L’efficacia delle terapie - È ormai ampiamente dimostrato dalla pratica clinica,
spiega il professor Massimo Colombo, ordinario di gastroenterologia
all’Università di Milano, che i pazienti con cirrosi o comunque epatite severa (un
quarto del totale dei pazienti con epatite C) traggono beneficio dal trattamento
antivirale ottenendo la reversione della cirrosi in molti casi. Nell’epatite B le terapie
antivirali determinano reversione dello scompenso clinico ed aumentano l’accesso
al trapianto fegato salvavita. Meno chiari sono gli effetti a lungo termine delle terapie
antivirali nei pazienti con lieve o moderata epatite, senza cirrosi. Nondimeno è
chiaro che indipendentemente dal livello di danno epatico, è sempre conveniente
eradicare il virus, soprattutto se il paziente è giovane e ha prospettiva di lunga vita.

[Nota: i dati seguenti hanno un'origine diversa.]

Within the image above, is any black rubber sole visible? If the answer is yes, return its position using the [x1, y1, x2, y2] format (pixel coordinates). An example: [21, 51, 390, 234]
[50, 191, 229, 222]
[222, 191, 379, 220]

Purtroppo ancora molti pazienti restano senza diagnosi, visto che il numero di
pazienti in cura è circa l’1,5-2% del totale delle infezioni croniche in Italia, che
ammontano a 1,2 milioni di persone per epatite C e mezzo milione per epatite B.
“L’iniziativa del WEF, giunta alla seconda edizione – affermano i professori
Cicchetti e Gasbarrini, coordinatori dell’evento - porta intorno allo stesso
tavolo ricercatori di diversi ambiti (epatologi, igienisti, farmacologi e
farmacisti, economisti) e stakeholder (associazioni di cittadini e di pazienti,
industria) per offrire all’attenzione dei decision maker, una analisi sistematica
dell’impatto che le nuove terapie per le patologie epatiche possono avere sui
pazienti, il sistema sanitario e la società in genere, coerentemente con
l’approccio dell’health technology assessment”.